The average Scottish council spends less than a fifth of their procurement budget with local small and medium sized enterprises (SMEs), figures uncovered by the Federation of Small Businesses (FSB) show.
Launching its manifesto ahead of the May 4 council polls, the small business campaign group says Scotland’s incoming town hall administrations must pledge to increase spending with local firms. Scotland’s 32 local authorities spend over £6.1 billion a year procuring goods and services.
Statistics collated by the Improvement Service – the national organisation tasked with improving local government – show that the average Scottish council spent only 19.7 per cent of their procurement budget with smaller firms in their area in 2015/16.
There are 348,000 SMEs operating in Scotland – accounting for 99.3% of all businesses and providing an estimated 1.2 million jobs.
The data shows there’s variation across councils in relation to procurement spend – with West Dunbartonshire council delivering just 5.8 per cent of their budget with local firms. At the other end of the spectrum, Shetland Islands council uses more than half (53.6%) of its spending power boosting the local economy.
FSB says it understands why smaller councils are likely to have lower levels of local procurement. But it highlights that all of Scotland’s city councils, with the exception of Aberdeen, spend less than one pound in four with local SMEs – with Glasgow and Dundee falling behind the national average.

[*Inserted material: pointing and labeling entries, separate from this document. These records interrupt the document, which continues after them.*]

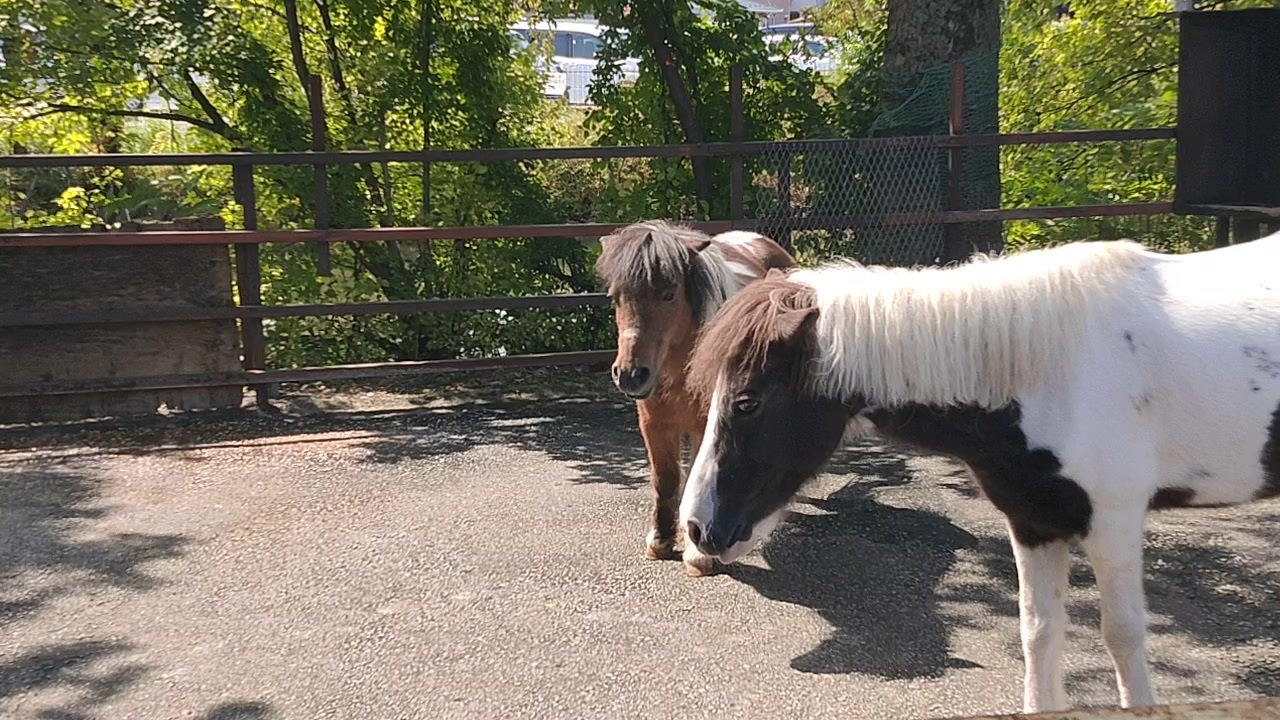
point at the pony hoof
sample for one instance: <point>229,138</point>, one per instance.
<point>698,565</point>
<point>659,548</point>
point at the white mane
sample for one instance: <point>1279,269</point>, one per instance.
<point>976,333</point>
<point>726,278</point>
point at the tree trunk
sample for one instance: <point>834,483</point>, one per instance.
<point>929,35</point>
<point>657,33</point>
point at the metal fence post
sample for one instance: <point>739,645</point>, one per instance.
<point>248,281</point>
<point>785,200</point>
<point>952,233</point>
<point>319,140</point>
<point>736,133</point>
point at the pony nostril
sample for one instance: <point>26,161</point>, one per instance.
<point>694,531</point>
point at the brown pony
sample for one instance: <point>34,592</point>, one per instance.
<point>666,281</point>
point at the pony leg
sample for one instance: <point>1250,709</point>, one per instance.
<point>1115,551</point>
<point>1042,582</point>
<point>662,443</point>
<point>696,564</point>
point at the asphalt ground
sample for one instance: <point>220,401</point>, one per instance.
<point>466,550</point>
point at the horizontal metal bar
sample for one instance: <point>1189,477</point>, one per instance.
<point>574,229</point>
<point>128,315</point>
<point>1265,212</point>
<point>1061,137</point>
<point>309,374</point>
<point>592,153</point>
<point>353,235</point>
<point>1059,212</point>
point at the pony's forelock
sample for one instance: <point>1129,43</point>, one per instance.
<point>739,338</point>
<point>657,254</point>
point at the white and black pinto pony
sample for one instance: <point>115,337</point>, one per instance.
<point>1082,386</point>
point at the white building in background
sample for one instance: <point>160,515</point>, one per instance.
<point>780,10</point>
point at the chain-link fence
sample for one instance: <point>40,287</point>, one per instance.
<point>880,200</point>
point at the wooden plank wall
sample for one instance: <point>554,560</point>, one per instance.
<point>78,278</point>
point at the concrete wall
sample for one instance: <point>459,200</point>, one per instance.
<point>124,278</point>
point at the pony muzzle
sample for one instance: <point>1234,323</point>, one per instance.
<point>726,541</point>
<point>636,382</point>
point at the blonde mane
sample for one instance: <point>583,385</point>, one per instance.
<point>976,333</point>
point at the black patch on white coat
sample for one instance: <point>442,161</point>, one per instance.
<point>1271,459</point>
<point>1022,482</point>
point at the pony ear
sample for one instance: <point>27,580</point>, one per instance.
<point>791,323</point>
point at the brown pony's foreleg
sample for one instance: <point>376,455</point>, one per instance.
<point>662,438</point>
<point>695,563</point>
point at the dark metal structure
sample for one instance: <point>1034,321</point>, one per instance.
<point>1229,118</point>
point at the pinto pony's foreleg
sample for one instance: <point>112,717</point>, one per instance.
<point>1115,551</point>
<point>1042,582</point>
<point>662,441</point>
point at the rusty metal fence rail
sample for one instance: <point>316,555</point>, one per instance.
<point>250,311</point>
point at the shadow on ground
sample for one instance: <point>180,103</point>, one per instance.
<point>871,570</point>
<point>46,552</point>
<point>579,419</point>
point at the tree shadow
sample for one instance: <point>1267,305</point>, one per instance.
<point>71,665</point>
<point>598,437</point>
<point>44,507</point>
<point>46,551</point>
<point>871,570</point>
<point>577,419</point>
<point>240,710</point>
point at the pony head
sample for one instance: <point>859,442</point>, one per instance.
<point>767,432</point>
<point>661,294</point>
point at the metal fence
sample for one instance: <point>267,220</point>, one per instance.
<point>900,197</point>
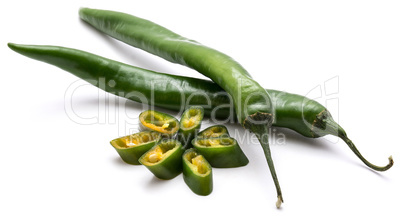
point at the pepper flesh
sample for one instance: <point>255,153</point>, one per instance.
<point>190,124</point>
<point>253,104</point>
<point>213,132</point>
<point>165,159</point>
<point>132,147</point>
<point>298,113</point>
<point>221,152</point>
<point>197,172</point>
<point>160,122</point>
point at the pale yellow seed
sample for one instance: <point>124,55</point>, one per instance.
<point>153,158</point>
<point>166,125</point>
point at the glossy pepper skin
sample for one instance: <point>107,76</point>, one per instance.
<point>163,123</point>
<point>132,147</point>
<point>298,113</point>
<point>190,124</point>
<point>213,131</point>
<point>197,172</point>
<point>221,152</point>
<point>252,102</point>
<point>165,159</point>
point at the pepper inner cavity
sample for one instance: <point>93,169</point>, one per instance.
<point>193,116</point>
<point>159,152</point>
<point>158,122</point>
<point>215,142</point>
<point>198,163</point>
<point>140,138</point>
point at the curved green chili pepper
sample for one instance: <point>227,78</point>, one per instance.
<point>197,172</point>
<point>305,116</point>
<point>298,113</point>
<point>165,159</point>
<point>221,152</point>
<point>213,131</point>
<point>190,124</point>
<point>252,102</point>
<point>132,147</point>
<point>163,123</point>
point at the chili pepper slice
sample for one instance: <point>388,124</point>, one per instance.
<point>160,122</point>
<point>298,113</point>
<point>221,152</point>
<point>165,159</point>
<point>253,104</point>
<point>132,147</point>
<point>197,172</point>
<point>213,132</point>
<point>190,124</point>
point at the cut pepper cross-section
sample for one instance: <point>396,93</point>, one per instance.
<point>190,124</point>
<point>197,172</point>
<point>160,122</point>
<point>164,159</point>
<point>213,132</point>
<point>132,147</point>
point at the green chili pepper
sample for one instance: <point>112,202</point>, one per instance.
<point>190,124</point>
<point>298,113</point>
<point>132,147</point>
<point>161,122</point>
<point>197,172</point>
<point>213,131</point>
<point>221,152</point>
<point>252,102</point>
<point>164,160</point>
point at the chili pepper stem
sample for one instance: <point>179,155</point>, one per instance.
<point>325,124</point>
<point>372,166</point>
<point>259,123</point>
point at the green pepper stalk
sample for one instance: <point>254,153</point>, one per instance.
<point>252,102</point>
<point>197,172</point>
<point>295,112</point>
<point>213,132</point>
<point>163,123</point>
<point>221,152</point>
<point>132,147</point>
<point>164,160</point>
<point>190,124</point>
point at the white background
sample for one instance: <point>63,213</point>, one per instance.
<point>52,167</point>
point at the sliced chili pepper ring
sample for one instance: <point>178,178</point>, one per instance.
<point>132,147</point>
<point>197,172</point>
<point>165,159</point>
<point>160,122</point>
<point>213,132</point>
<point>190,124</point>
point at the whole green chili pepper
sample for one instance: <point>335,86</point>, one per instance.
<point>132,147</point>
<point>160,122</point>
<point>252,102</point>
<point>298,113</point>
<point>164,160</point>
<point>190,124</point>
<point>197,172</point>
<point>213,131</point>
<point>221,152</point>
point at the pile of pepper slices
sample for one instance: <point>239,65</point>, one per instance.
<point>232,86</point>
<point>167,147</point>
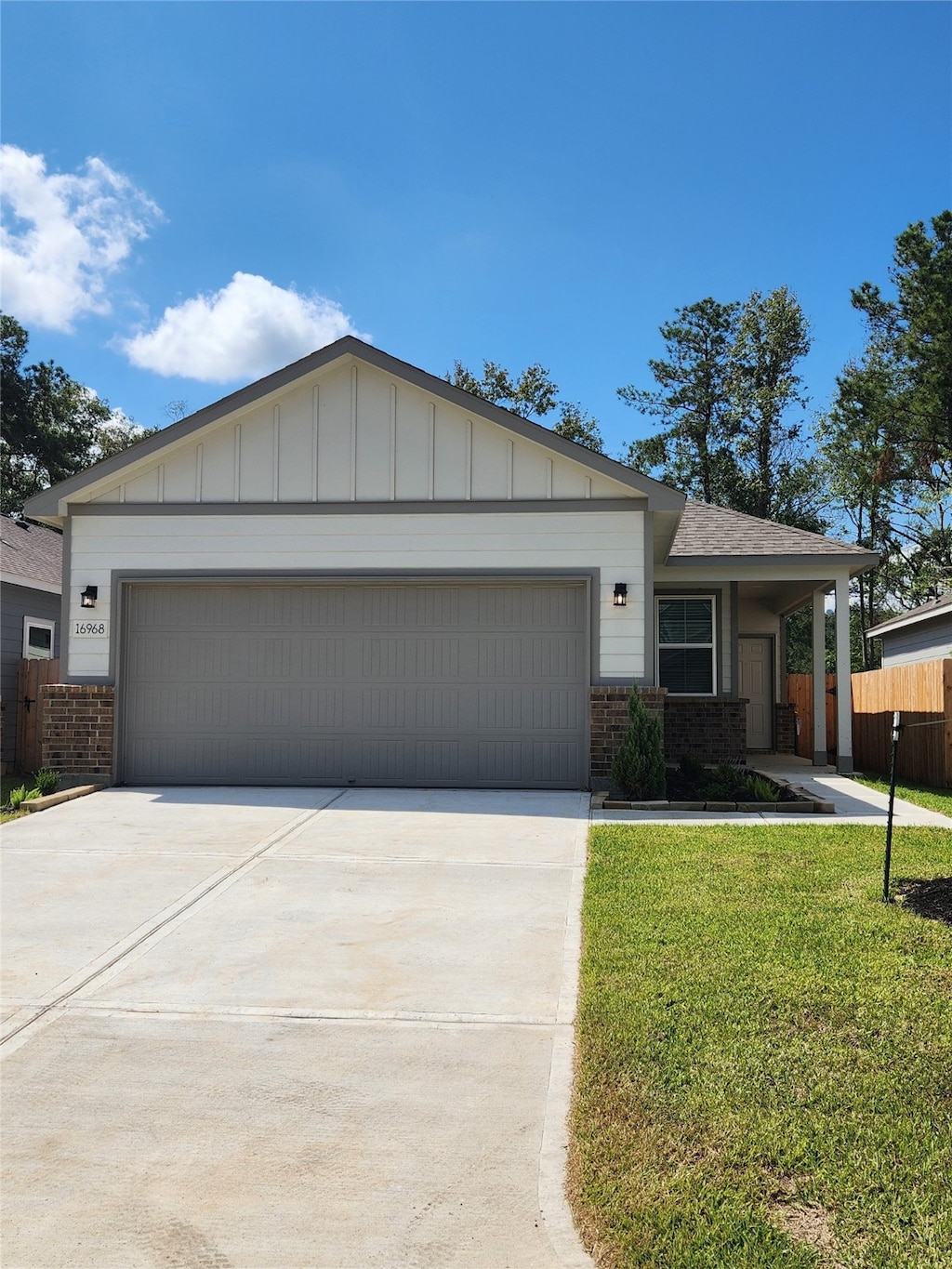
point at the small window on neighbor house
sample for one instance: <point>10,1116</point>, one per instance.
<point>38,639</point>
<point>685,645</point>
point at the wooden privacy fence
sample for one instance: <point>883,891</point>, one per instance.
<point>31,677</point>
<point>923,694</point>
<point>800,694</point>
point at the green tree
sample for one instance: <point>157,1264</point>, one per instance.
<point>694,402</point>
<point>51,427</point>
<point>726,396</point>
<point>532,395</point>
<point>778,473</point>
<point>886,441</point>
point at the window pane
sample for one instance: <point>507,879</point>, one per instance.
<point>40,642</point>
<point>684,621</point>
<point>685,670</point>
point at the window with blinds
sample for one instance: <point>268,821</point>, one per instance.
<point>685,645</point>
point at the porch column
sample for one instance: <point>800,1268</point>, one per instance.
<point>844,685</point>
<point>819,678</point>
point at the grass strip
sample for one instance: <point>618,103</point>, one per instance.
<point>764,1069</point>
<point>920,795</point>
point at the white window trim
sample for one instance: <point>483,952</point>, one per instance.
<point>41,623</point>
<point>659,601</point>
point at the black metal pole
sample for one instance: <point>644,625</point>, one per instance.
<point>896,729</point>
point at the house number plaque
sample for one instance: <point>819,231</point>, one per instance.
<point>90,627</point>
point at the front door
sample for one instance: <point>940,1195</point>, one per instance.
<point>756,667</point>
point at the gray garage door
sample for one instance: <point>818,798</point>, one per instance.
<point>456,684</point>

Andy Willox, FSB’s Scottish policy convenor, said: “Council budgets are under significant pressure. That’s why it is important that they squeeze every drop of value out of their spending power by targeting it on their local economies.
“We’re calling on every Scottish council to increase their spending with local firms by two per cent per year, delivering a £600m boost to Scottish business by 2021.”
FSB’s procurement call is a key recommendation from their 2017 Scottish local government election manifesto, launched today. The group is also pressing for action on local roads and action to ensure city deals work for local economies.
Andy Willox said: “Most smaller firms have far more contact with their local authority than central government. And we know that smaller firms are key to prosperous local economies. In these uncertain times, strong partnerships between councils and their business communities are more important than ever.
“Our manifesto sets out practical measures councils can implement to boost their local economies and reduce demands on council services.”